The ECB accelerated its asset purchases, but unless the Fed follows suit, gold may continue its bearish trend.
Based on a joint assessment of financing conditions and the inflation outlook, the Governing Council expects purchases under the PEPP over the next quarter to be conducted at a significantly higher pace than during the first months of this year.
The decision came after a rise in the European bond yields that has mirrored a similar move in the U.S. Treasuries (see the chart below). Christine Lagarde, the ECB President, was afraid that increasing borrowing costs could hamper the economic recovery, so she decided to talk down the bond yields.
Indeed, the growth forecasts for the EU have deteriorated recently amid the persistence of the pandemic and painfully slow rollout of the vaccines. According to the ECB, the real GDP of the bloc is likely to contract again in the first quarter of the year. So, the increase in the market interest rates could additionally drag down the already fragile economic recovery:
Market interest rates have increased since the start of the year, which poses a risk to wider financing conditions. Banks use risk-free interest rates and sovereign bond yields as key references for determining credit conditions. If sizeable and persistent, increases in these market interest rates, when left unchecked, could translate into a premature tightening of financing conditions for all sectors of the economy. This is undesirable at a time when preserving favourable financing conditions still remains necessary to reduce uncertainty and bolster confidence, thereby underpinning economic activity and safeguarding medium-term price stability.
Implications for Gold
What does this all mean for gold prices? Well, the ECB’s move should prove rather negative for the price of gold, at least initially. This is because the loosening of the European monetary policy could weaken both the euro and gold against the U.S. dollar. Indeed, as the chart below shows, although the price of gold increased on Thursday, it declined one day later.
Moreover, the acceleration in the ECB’s quantitative easing could further widen the divergence in the interest rates (that started rising in the third quarter of 2020, as one can see in the chart below) between the U.S. and the EU, which should also support the greenback at the expense of the yellow metal.
On the other hand, the fact that the ECB has intervened in the markets – announcing acceleration in the pace of its asset buying program, after a certain rebound in the bond yields – could turn out to be positive for gold prices, at least in the long-run. This is because it shows how fragile the modern economies are and how dependent they have become on cheap borrowing guaranteed by the central banks.
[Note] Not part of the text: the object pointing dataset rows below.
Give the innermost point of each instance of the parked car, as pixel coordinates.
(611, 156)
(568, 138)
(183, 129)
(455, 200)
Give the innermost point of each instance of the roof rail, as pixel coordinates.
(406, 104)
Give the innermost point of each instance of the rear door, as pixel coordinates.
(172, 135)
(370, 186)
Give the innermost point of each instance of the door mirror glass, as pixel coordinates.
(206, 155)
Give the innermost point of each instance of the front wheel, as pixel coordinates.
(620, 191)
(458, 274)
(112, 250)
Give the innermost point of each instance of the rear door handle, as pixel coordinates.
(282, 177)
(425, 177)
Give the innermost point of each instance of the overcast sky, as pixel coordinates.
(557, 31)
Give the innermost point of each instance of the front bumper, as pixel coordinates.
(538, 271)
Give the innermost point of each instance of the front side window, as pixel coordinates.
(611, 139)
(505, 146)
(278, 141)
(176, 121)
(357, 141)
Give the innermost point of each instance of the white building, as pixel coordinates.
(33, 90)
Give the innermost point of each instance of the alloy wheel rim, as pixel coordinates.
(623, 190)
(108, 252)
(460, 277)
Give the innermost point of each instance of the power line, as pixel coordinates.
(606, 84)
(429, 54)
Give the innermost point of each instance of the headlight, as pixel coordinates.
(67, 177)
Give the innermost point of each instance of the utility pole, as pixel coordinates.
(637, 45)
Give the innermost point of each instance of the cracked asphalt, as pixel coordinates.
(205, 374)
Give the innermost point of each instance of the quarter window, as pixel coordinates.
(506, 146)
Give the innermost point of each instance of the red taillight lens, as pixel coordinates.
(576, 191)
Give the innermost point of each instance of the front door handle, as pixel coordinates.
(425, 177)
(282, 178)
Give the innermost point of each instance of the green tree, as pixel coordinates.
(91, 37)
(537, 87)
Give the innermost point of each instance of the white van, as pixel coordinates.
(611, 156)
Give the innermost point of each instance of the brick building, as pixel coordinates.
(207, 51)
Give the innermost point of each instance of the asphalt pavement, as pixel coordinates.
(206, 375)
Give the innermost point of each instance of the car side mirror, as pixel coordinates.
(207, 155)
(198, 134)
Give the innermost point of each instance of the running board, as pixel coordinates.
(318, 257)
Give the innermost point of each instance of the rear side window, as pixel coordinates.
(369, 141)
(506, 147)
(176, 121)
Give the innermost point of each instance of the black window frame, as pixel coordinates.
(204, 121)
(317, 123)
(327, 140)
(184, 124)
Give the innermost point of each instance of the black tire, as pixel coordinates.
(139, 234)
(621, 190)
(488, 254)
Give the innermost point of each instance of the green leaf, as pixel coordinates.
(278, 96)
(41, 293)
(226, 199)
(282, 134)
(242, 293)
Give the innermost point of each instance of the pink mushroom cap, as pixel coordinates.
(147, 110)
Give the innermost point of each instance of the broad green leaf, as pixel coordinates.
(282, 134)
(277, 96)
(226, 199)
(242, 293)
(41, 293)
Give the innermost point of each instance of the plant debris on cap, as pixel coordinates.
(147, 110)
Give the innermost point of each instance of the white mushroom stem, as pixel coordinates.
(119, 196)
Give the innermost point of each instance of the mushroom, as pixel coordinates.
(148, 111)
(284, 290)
As I noticed earlier in the past, we are in the debt trap – and the central banks will not allow for the true normalization of the interest rates. The latest ECB’s action is the best confirmation that suppression of the real interest rates will continue, thus supporting gold prices. After all, the ECB has effectively put a cap on bond yields, introducing an informal yield curve control.
So far, only the ECB has intervened in the markets, but other central banks could follow suit. This week, the Fed will announce its decision on the monetary policy. And we cannot exclude that the American central bank will also signal a more dovish stance to calm the turmoil in the bond markets and prevent further increases in the interest rates. One thing is certain: gold needs some fresh dovish hints from the Fed to go up. Unless the Fed further eases its stance, I’m afraid that gold will continue its bearish trend.